Written by Jim Adair

Housing affordability isn’t a major problem in most Canadian communities, but in Vancouver and Toronto, the average detached home now costs more than $1 million. Home ownership is still possible in these cities, but families and governments must work together to make it a reality.

A report by Vancity says if current trends continue, the average home price in Vancouver will cost more than $2.1 million by 2030, which would require more than 100 per cent of average household income to maintain. The report says the average Metro Vancouver property currently requires 49 per cent of a household’s monthly income, well above the 32 per cent debt load recommended by Canada Mortgage and Housing Corp.

In Toronto, where the average detached home price passed the $1-million mark for the first time earlier this year, Central 1 Credit Union is forecasting prices will rise by five per cent annually until 2017.

In most of Canada, housing affordability trends “since 2010 remain essentially flat thanks to a well-entrenched pattern of periods of modest deterioration succeeding periods of improvement,” says RBC Economics, which reports (http://www.rbc.com/newsroom/reports/rbc-housing-affordability.html) on housing affordability measures four times a year. It says that “generally speaking, affordability is not exerting undue stress on homebuyer demand across most of Canada.

However, “Toronto is one of two markets where affordability is unambiguously poorer than longer-term norms. The other market of course is Vancouver, which continues to show the most stretched affordability measures in Canada by far.”

The 11th Annual Demographia International Housing Affordability Survey ranked Vancouver the second-most unaffordable city in the world, after Hong Kong, in its list of 86 major markets with more than one million residents.
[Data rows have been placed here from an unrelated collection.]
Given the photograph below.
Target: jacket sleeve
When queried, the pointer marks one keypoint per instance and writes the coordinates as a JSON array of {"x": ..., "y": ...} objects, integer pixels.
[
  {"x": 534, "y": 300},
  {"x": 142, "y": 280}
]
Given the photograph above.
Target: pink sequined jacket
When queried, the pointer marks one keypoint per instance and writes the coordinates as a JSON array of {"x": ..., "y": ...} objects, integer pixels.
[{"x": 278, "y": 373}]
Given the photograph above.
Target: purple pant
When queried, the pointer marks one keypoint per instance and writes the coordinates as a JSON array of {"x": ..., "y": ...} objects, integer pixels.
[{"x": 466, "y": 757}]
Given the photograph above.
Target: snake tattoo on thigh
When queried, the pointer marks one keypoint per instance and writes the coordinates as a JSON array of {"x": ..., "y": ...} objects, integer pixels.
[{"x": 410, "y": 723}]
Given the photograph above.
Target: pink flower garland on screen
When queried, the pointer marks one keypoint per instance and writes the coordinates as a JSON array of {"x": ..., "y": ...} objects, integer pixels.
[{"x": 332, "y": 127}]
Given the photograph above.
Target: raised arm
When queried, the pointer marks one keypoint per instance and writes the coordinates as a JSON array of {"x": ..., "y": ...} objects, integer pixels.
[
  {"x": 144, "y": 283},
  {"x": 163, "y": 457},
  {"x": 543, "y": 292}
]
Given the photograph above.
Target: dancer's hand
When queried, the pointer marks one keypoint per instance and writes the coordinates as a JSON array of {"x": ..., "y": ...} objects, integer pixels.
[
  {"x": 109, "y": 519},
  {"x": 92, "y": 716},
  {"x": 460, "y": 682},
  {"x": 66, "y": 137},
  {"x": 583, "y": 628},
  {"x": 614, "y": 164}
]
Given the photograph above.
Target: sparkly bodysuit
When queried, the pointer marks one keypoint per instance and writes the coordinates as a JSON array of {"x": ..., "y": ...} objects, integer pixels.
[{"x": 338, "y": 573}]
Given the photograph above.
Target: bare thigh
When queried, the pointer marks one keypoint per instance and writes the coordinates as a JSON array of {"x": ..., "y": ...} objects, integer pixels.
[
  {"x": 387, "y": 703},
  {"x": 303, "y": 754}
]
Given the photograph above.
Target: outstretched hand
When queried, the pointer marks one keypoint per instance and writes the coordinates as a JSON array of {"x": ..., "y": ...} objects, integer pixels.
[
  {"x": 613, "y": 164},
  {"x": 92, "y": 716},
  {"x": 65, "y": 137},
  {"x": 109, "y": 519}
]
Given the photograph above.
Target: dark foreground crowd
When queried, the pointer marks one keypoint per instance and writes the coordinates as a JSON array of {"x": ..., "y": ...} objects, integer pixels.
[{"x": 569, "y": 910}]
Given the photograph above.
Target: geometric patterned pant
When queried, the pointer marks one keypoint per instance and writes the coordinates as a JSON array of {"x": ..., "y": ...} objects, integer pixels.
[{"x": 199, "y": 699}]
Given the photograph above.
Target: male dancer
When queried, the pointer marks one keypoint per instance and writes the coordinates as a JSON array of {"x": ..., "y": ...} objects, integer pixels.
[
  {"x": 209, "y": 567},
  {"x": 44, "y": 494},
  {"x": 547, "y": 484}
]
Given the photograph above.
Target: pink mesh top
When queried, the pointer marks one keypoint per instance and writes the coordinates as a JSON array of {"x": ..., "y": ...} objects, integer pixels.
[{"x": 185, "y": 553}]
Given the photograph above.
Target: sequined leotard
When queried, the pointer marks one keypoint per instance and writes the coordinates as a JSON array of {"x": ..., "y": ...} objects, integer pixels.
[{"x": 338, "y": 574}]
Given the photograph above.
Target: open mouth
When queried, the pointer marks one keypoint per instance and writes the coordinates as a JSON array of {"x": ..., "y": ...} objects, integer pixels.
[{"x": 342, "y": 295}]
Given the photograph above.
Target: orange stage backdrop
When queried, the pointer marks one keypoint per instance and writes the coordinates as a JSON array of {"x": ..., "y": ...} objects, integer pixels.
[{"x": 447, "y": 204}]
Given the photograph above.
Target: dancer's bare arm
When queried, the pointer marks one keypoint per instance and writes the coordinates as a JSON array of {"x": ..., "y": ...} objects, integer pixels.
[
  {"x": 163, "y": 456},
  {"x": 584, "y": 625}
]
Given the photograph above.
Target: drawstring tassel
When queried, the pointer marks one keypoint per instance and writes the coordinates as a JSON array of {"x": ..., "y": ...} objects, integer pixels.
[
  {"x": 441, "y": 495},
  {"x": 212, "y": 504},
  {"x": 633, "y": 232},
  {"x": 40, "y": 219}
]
The high cost and low availability of detached homes in Vancouver and Toronto is one of the reasons why condominium apartments have become so popular in both cities. Much has been written about the millennial generation’s desire to live downtown, close to amenities, work and public transit. But studies have also shown that most young people hope they will eventually own a detached home like their parents did.

“If the dream of owning a home is too difficult to achieve in Vancouver, common sense might indicate that millennials look to the suburbs,” says the Vancity report. “If millennials wish to own a detached home, the cities of Maple Ridge, New Westminster, Pitt Meadows, Port Coquitlam and Langley would be key target areas.” It says the average debt-service ratio in these cities is about 31 to 32 per cent. “However, if current trends continue, even this will not last.”


An Urban Futures report says, “While newspapers grumble, co-workers groan and families grouse about the challenges faced by younger generations in becoming homeowners in an increasingly expensive housing market, ownership rates for the market-entry slice of Canada’s households actually increased between 2006 and 2011. In fact, if we look back to earlier Census counts we see that these younger groups have seen increasing ownership rates over longer periods of time.”

The report notes that in Vancouver, the ownership rate for all low-rise homes declined slightly between 2006 and 2011, reflecting the shift to condos.

“The pattern of significantly higher apartment ownership rates for all age groups in Greater Vancouver when compared to Canada as a whole reflects an historical shift in housing culture and form toward more compact living and dwellings, a trend that is now also beginning to characterize the rest of Canada’s housing market,” it says.

“From one perspective, a slowing in the growth of youth home ownership rates supports the notion that it is getting harder for the newest generation of homeowners to enter the market. From another perspective, however, growth in youth homeownership rates between 2006 and 2011, while slower than in previous periods, could also be interpreted as being comparatively strong when considered against overall ownership rates that were at best static both locally and nationally,” says the Urban Futures report.

The Vancity report recommends that families work together and “embrace new forms of multi-family living and owning arrangements” such as housing co-ops, co-housing and co-ownership. They could also consider “intergenerational community living”.

It calls on the three levels of government to provide land-use policies, zoning and tax credits that will allow for more affordable housing and more rental housing. Vancity suggests that financial institutions should stabilize mortgage rates at levels that restrict speculative purchasing. Mortgage approval rules could be altered to allow supplementary income, such as rental income from secondary suites, to be considered as part of the approval process.

There has also been a lot of talk about the impact that foreign investors are having on the Vancouver and Toronto markets, and their role in driving up prices. David Mulroney, Canada’s former ambassador to China, says Vancouver should adopt new policies for foreign buyers, noting that other countries have additional taxes and limitations for foreigners who purchase real estate.